It looks like there has been a lot of discussion surrounding my article on why we should drop insulting terms like "Neo-Catholic" and "RadTrad" from our lexicon. For the most part, it's been an overwhelmingly positive discussion.
I'd like to develop it a little more by bringing in something some of my audience is going to find foreign: what we gamers call "Wheaton's Law." Awhile back actor Will Wheaton gave a speech about sportsmanship in competition, specifically online gaming. The speech could (and has) been boiled down to one phrase (sanitized for a Catholic audience): Don't be a jerk.
Does anyone think "radtrads" like being called radtrads? Do "Neo-Catholics" like being called "Neo-Catholic?" Both audiences treat those terms as insults. Most people who say those terms lack the stones to say it directly to someone's face. Or more likely, they don't actually know any flesh and blood "others", they just do it from behind a keyboard, being internet tough guys.
As Catholics, our goal should be to reach out to everyone, including fallen brothers, guiding them to the mercy of Christ Jesus. In doing so, we should avoid doing anything that can create a barrier to this. There's a reason Holy Mother Church doesn't call the SSPX or sedevacantists "radtrads" even though she seriously disagrees with their positions.

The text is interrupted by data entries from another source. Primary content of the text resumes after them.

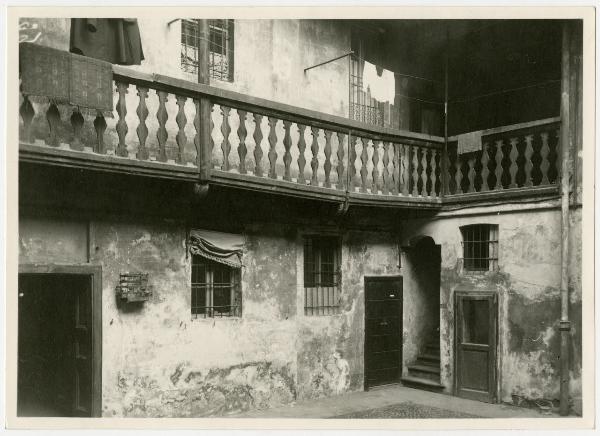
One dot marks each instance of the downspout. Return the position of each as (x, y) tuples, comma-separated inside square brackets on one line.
[(565, 142)]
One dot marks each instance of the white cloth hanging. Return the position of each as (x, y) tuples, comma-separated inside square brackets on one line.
[(382, 87)]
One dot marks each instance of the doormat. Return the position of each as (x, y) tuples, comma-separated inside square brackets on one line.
[(407, 410)]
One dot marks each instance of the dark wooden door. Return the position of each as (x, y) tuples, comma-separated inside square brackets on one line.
[(55, 371), (383, 330), (476, 316)]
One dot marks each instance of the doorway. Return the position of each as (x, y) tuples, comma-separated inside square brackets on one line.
[(383, 330), (59, 342), (476, 318)]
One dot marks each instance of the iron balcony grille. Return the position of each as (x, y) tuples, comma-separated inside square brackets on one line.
[(221, 49), (216, 290), (480, 247)]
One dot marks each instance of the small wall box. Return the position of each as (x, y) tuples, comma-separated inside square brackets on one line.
[(133, 287)]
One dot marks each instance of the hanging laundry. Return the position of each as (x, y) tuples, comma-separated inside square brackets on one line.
[(382, 86), (469, 142), (114, 40)]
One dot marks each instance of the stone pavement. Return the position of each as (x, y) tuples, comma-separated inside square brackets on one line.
[(393, 402)]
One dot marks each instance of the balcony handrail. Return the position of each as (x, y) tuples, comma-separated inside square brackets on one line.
[(268, 107)]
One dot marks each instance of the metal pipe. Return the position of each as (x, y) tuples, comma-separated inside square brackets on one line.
[(330, 60), (565, 142)]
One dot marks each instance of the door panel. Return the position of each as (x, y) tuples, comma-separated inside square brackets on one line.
[(475, 345), (383, 330)]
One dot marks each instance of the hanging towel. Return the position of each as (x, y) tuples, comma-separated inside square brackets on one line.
[(225, 248), (381, 86), (48, 74), (469, 142), (114, 40)]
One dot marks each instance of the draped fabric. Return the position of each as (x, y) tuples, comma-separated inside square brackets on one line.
[(114, 40), (225, 248), (48, 74)]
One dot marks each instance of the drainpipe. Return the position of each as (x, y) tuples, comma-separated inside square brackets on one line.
[(565, 141)]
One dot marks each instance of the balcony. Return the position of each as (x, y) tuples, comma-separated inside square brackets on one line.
[(249, 143)]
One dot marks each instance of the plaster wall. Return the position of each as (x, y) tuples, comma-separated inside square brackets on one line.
[(158, 360), (528, 288)]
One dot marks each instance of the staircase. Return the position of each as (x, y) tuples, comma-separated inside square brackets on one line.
[(424, 373)]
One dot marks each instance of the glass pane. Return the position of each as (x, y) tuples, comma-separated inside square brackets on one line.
[(476, 318)]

Now you might think these people are unworthy of dialogue. You might think they are unworthy of charity, and they deserve to be insulted. Those darn "others" deserve every piece of scorn they get, and I get to define what makes someone the other! This isn't me getting on a soapbox. The problem described here is inherent in the human condition, mine included. We like to label things. Who knows why. Maybe it's evolutionary, maybe it's psychological, maybe it's a combination of a lot of factors. That it is part of human nature doesn't mean it is okay. We need to strive above our nature, to disagree without being disagreeable. Of course, we all think we can do this. Yet what does the "other" think?
I also don't necessarily think we need to do away with all descriptions. If a Charismatic wants to call themselves a Charismatic, and they still understand that the Holy Spirit works through all Catholics, and they aren't superior, more power to them. It really doesn't damage me. Likewise, I think people who love the Extraordinary, love traditional devotions, emphasize huge families, and fight hard to bring a sense of the sacred to places it is sorely lacking, let them be called "traditionalist" if they so desire. Just make sure they understand that they are not the only ones who emphasize those things, and others try to emphasize them as well. Let all of us live out our charisms, and live them out expressing our common Catholic Faith.
My problem is when we violate Wheaton's law: when we define someone with a term to belittle and mock them for no other reason to belittle and mock them. One doesn't need to use "radtrad" to condemn the ideas that Vatican II taught formal error, the New Mass is invalid/evil, bathe in conspiracy theories, etc. You lose nothing from dropping that term. In fact, you gain something: you'd be stunned how much goodwill you can come to the table with when you aren't starting out your discussion by mocking someone.
These people might reject what you have to say. They might even insult you back. Let them. They might come around later. Or maybe someone sees the work you've done, how you reached out, and that changes their heart. This is the way of the Church, following her should be sufficient.
In the end, I'll grant you the right strictly speaking to use such labels. Yet why don't we ask ourselves: Is this actually doing any good?